HRAF discovered several years ago that it was cheaper to key the data in than
to correct the errors generated by OCR scanning. HRAF has contracted with a
data conversion business. Data coversion businesses offer all of the available
methods, from OCR and image scanning to keying in. They scan what they can and
key in the rest. Our experience over about a five-year period, with our own
in-house effort to scan and two different data conversion houses, is that most
of the data needs to be keyed in. This is a costly process.

Barry is primarily concerned with the high cost of the electronic HRAF. The
subscription cost is very close to the cost of the microfiche and the increase
over the cost of the microfiche covers the cost of conversion of the over two
times more data that will be included each year from now on. There is
considerable cost for HRAF to select documents for the database, index them
with the OCM, convert them to electronic format, publish, distribute, and
support it each year. HRAF is a not-for-profit membership organization and we
try our best to supply the database at as low a cost as possible to member
institutions. Regarding the Electronic HRAF, last summer we announced active
member annual dues of $3,400 and non-member dues of $5,400. Since then, as we
have controlled the cost of the Electronic HRAF, we have lowered the dues to
$2,900 for members and $3,900 for non-members. The dues are set by HRAF's
Board of Directors, which is currently composed of thirteen social scientists
and eight librarians, all of whom are well aware of their own institution's
efforts at cost containment.
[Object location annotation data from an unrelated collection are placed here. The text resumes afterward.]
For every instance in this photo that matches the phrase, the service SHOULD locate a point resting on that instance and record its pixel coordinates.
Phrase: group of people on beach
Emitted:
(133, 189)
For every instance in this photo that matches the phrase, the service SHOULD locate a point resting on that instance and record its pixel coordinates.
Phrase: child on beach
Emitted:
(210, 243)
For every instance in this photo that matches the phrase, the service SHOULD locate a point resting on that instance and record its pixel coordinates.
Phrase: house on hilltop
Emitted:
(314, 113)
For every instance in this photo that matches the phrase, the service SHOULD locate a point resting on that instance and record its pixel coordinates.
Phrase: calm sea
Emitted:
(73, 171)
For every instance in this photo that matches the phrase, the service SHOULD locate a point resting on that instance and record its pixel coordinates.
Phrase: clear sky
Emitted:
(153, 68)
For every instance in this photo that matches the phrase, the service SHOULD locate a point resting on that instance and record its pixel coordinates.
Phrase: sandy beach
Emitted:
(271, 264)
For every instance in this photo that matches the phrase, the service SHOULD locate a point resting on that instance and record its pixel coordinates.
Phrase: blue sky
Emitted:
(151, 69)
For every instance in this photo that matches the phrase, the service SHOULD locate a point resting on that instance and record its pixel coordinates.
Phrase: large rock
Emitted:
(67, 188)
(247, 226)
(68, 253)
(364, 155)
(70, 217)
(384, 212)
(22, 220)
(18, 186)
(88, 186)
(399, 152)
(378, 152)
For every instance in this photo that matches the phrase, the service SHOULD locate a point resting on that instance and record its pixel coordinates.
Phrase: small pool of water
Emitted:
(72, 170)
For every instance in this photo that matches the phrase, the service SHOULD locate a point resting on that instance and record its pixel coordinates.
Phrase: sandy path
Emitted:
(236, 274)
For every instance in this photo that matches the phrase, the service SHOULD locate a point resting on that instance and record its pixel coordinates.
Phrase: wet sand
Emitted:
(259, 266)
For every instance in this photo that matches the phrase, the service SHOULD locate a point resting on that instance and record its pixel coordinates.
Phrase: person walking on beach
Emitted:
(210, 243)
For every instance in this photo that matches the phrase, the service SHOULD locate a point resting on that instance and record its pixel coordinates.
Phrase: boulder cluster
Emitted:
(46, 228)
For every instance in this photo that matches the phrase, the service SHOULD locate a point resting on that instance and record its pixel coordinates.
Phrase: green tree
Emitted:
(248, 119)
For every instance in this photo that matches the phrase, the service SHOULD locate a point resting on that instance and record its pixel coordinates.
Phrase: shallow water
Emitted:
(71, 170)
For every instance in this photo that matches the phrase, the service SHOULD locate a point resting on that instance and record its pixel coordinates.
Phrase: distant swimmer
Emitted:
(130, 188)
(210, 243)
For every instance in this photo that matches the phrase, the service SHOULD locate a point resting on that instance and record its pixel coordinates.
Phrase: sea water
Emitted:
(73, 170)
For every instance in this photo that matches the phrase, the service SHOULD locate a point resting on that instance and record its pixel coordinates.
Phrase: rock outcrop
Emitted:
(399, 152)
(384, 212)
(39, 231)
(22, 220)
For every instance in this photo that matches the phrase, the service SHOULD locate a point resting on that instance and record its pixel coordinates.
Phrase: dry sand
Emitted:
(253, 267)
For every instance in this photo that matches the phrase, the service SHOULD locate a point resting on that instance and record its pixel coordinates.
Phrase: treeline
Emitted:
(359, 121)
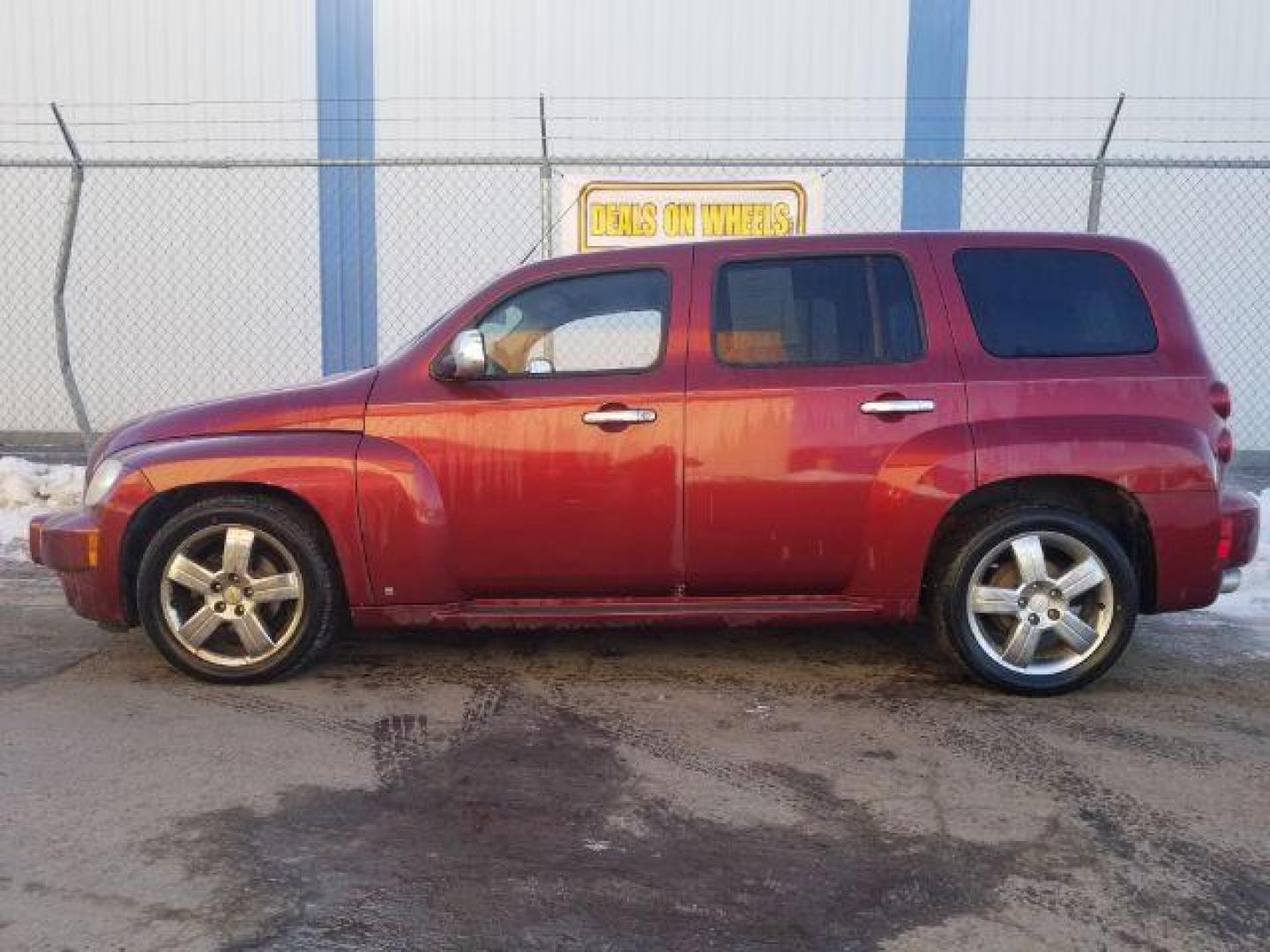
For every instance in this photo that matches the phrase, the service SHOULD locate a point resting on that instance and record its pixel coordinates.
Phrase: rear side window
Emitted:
(1050, 302)
(827, 310)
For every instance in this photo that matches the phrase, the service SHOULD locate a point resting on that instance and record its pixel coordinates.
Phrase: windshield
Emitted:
(419, 335)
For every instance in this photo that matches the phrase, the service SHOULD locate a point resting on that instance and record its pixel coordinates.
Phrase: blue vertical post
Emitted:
(346, 205)
(938, 40)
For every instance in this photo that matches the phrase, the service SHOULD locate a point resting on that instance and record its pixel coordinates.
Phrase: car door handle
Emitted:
(897, 406)
(598, 418)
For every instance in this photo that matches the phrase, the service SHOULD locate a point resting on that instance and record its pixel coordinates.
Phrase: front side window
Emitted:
(1054, 302)
(827, 310)
(591, 324)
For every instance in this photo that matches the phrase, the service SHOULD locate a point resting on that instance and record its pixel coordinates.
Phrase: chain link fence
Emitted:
(193, 279)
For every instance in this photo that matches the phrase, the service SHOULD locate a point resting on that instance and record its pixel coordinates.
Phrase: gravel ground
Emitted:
(706, 790)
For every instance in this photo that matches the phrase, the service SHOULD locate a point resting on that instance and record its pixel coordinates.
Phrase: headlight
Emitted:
(104, 478)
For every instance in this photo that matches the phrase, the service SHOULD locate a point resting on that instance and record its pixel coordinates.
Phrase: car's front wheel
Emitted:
(239, 589)
(1035, 599)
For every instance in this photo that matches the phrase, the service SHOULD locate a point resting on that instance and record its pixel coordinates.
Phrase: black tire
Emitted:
(318, 616)
(952, 576)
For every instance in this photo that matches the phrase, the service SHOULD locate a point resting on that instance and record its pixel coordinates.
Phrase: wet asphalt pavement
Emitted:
(635, 790)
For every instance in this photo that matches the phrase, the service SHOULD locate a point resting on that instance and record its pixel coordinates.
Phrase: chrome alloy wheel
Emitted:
(233, 596)
(1041, 603)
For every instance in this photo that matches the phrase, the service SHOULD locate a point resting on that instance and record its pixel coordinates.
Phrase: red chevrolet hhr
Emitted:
(1016, 437)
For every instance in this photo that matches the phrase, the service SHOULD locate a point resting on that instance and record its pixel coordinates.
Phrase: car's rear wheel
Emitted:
(239, 589)
(1034, 599)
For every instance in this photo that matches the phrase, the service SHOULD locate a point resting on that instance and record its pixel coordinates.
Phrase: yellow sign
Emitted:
(609, 215)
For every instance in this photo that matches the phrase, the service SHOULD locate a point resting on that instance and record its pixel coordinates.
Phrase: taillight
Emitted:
(1220, 398)
(1224, 447)
(1226, 539)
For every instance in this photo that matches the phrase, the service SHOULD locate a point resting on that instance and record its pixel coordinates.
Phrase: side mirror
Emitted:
(467, 357)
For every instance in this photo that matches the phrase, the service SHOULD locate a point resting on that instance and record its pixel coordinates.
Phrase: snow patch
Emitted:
(28, 489)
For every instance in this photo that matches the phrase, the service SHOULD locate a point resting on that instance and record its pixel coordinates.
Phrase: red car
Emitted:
(1018, 437)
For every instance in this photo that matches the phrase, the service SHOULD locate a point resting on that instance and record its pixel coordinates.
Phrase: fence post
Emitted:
(1100, 172)
(64, 264)
(545, 179)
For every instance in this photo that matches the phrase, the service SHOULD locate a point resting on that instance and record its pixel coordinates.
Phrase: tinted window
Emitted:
(833, 310)
(1038, 302)
(589, 324)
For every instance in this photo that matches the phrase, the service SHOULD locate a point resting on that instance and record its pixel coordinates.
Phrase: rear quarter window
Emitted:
(1054, 302)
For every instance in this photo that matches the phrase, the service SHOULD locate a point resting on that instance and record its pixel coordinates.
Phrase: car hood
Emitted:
(337, 403)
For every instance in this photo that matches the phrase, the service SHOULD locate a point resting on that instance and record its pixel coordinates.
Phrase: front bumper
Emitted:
(84, 547)
(70, 544)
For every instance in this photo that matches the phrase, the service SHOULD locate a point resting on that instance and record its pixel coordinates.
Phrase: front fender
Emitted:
(318, 467)
(406, 527)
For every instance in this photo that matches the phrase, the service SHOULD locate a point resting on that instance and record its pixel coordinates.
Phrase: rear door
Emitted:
(822, 389)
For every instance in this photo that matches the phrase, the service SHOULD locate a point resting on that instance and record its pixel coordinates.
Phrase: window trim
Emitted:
(716, 299)
(1128, 268)
(667, 317)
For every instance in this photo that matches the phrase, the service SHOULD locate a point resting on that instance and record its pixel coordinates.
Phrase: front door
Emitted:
(560, 469)
(822, 386)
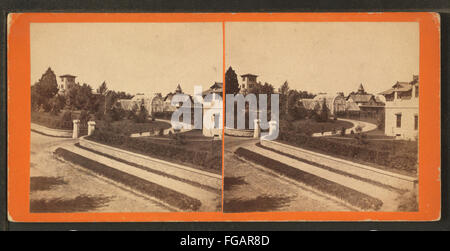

HRAF's bottom line is that if HRAF did not cover
its production costs, HRAF would cease to exist.

The social sciences are not well represented in the e-text world. Most e-text
centers are full of humanities texts and some are technologically very
sophisticated. The social sciences are not represented for a very simple
reason; social sciences are still not really very interested in texts, they
are interested in data, and the "rawer" the better. The humanities are far
ahead technologically because texts, qua texts, are precisely what they are
interested in. I suggest that Barry look at the latest (March 1994) issue of
INFORMATION TECHNOLOGY AND LIBRARIES that is devoted to the subject of
electronic texts.

The Smithsonian and another organization have already published a series of
CD-ROMs consisting of BAE publications from 1879-1960. It is called "North
American Indian" and it consists of four CD-ROMs containing 150 titles with
28,000 pages of text, images, etc. The BAE database sells for $695 per CD-ROM
volume and is apparently issued irregularly. By the way, since Barry was
making comparisons between HRAF and the BAE database, each annual installment
of HRAF will contain 50,000 pages of text and approximately 1,500 photographs;
we expect that the first five years worth (ca. 160,000 pages of text) will fit
on one CD-ROM. The entire HRAF database, if produced now, using current
compression techniques, would fill five CD-ROMs, containing ca. 6,500 titles
and 800,000 text pages. There is a big difference between the BAE database and
the HRAF database.

This is already long-winded enough so I will refrain from explaining the
tedious and dense details of the structure of the data and file. If anyone is
interested in these details, let me know.